2 Orme Square, Bayswater, London,
June 30, 1861.

My dear Friend,—Forgive my not having thanked you sooner for your kind note. The same thing has happened to me as to you: work has left me but little leisure for writing. Now, however, my hearty thanks for the open sincerity with which you have spoken of my latest work, I am only sorry that you have not gone into it even more closely. I shall endeavour in my present works to diminish the excessive mannerism of the lines, which will be all the easier for me as I am now painting principally from nature; in my last picture the subject permitted that but little. In any case I hope, dear master, that you will always speak to me with the same candour; it is the best proof to me that I still possess your friendship.

I am extremely eager to see how far your works have got on. Amongst them, however, my dear friend, keep in remembrance your grateful pupil,

Fred Leighton.

P.S.—I notice with regret that already I do not write a German letter with my former fluency.

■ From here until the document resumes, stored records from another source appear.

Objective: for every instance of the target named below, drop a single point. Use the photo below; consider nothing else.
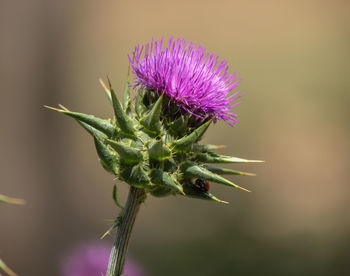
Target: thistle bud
(156, 147)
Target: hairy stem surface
(120, 246)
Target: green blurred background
(293, 57)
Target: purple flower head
(192, 78)
(92, 260)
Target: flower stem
(117, 258)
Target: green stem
(117, 258)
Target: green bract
(156, 148)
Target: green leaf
(186, 142)
(160, 191)
(152, 120)
(227, 171)
(108, 93)
(139, 106)
(97, 123)
(107, 157)
(127, 155)
(115, 197)
(207, 147)
(159, 177)
(92, 130)
(191, 169)
(210, 157)
(179, 126)
(158, 150)
(135, 176)
(123, 120)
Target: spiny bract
(154, 148)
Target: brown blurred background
(293, 57)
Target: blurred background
(293, 57)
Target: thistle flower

In a letter to his sister, Mrs. Matthews, January 24, 1860, Leighton wrote: "I am horrified to hear the account you give of Mrs. Browning. I knew she was a confirmed invalid, but had no idea that one of her lungs was already gone! What will poor Browning do if she dies? He adores her, you know."

London, July 1861.

Dearest Mammy,—Thanks for your kind letter, which I have been unable to answer till now. I had heard of poor Browning's bereavement; we were all very much shocked at it, knowing, as we do, how entirely irreparable his loss is. I wrote a few lines to him that he might know how sincerely I grieved with him; I don't at all know what were the circumstances of her death, we have no particulars.

Leighton undertook to design the monument over Mrs. Browning's grave in the English Cemetery at Florence. The work appealed to him in every sense, and remains as a permanent memorial of those friendships which made the years spent in Italy so full, so rich, so entrancing. With reference to the monument Browning writes:—

Chez M. Laraison,
Ste. Marie, Près Pornic, Loire Inférieure,
August 30, 1863.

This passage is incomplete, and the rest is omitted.